Надо… реанимация. Нужна реанимация, искусственное дыхание. Массаж сердца, как в книжках. Сердце… пульс, тридцать нажатий на два вдоха. Нет, стоп, это же ребёнок, ей другое количество нужно. Если выдую ей воздух, как взрослому, то лопну нахер. Я, БЛЯТЬ, НЕ ЗНАЮ, КАК ДЕЛАТЬ РЕАНИМАЦИЮ РЕБЁНКУ!!! Нужен кто-то, кто знает, нужен…
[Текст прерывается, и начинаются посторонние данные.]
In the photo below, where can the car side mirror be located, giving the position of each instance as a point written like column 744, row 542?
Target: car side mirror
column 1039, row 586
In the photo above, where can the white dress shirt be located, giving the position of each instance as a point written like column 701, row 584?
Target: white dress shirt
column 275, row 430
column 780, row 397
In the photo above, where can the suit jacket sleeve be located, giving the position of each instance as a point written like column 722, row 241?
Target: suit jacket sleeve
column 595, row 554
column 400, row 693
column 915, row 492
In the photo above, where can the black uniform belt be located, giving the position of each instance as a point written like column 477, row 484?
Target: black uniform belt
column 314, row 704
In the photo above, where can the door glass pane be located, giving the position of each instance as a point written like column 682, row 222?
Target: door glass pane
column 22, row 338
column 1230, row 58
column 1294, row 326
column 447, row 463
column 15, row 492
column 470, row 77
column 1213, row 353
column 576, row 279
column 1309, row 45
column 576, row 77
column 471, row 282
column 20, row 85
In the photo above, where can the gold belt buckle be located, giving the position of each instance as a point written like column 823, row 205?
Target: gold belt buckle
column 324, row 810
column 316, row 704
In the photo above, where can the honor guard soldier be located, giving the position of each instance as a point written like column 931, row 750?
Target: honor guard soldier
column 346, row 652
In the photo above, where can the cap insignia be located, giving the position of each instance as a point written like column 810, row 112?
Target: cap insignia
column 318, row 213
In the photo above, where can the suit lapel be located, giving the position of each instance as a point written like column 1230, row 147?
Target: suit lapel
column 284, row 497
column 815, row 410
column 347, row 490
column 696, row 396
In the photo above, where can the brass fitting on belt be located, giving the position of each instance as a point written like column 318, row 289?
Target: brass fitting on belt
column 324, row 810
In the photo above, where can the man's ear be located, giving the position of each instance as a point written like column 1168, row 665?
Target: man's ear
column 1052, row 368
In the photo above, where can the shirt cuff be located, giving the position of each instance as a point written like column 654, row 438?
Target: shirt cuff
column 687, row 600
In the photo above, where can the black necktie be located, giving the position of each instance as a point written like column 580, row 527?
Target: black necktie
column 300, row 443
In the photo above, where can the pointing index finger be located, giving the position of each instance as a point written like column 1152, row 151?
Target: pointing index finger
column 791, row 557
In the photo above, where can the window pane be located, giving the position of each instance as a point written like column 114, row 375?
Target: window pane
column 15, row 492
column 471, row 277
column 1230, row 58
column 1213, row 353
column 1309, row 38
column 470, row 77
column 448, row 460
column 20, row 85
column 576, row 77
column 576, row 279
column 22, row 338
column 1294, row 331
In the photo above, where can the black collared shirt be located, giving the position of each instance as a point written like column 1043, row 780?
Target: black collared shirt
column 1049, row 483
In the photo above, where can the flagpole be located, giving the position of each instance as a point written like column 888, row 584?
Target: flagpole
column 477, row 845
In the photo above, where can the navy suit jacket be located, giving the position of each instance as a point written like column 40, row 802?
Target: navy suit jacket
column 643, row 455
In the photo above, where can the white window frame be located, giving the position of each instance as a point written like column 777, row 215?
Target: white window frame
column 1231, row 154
— Блять… — я схватился за голову.
Мозг просто отказывался работать, его словно замкнула паника.
Нет, стоп! Скорая! Нужная скорая, они знают. Нет, я не знаю, что это за улица. Искать, время идёт… В жопу улицу, мне просто надо знать, что делать! Телефон!
Я лихорадочно вытащил сотик, едва его не выронив, и трясущимися пальцами набрал номер. Как и в штатах, эти пошли немного другим путём — здесь был единый номер для службы спасения.
Всего один гудок, и мне уже ответил голос какой-то девушки:
— Семь — тринадцать, служба спасения. Что у вас случилось?
Собраться. Надо собраться и говорить по делу, хотя было желание начать в трубку орать, чтоб мне помогли.
— Я… я… да блять… — мысли путались. — Я…
— Вам нужна помощь? — тут же спросили она.
— Да-да, нужна, — язык словно с трудом ворочался во рту. — Ребёнок, шесть месяцев ей, девочка, она… кажется задохнулась, она синяя, я… — едва не сказал, что закрыл ей рот ладонью.
— Адрес?
— Что? — не понял я.
— Адрес, где вы проживаете или в данный момент находитесь?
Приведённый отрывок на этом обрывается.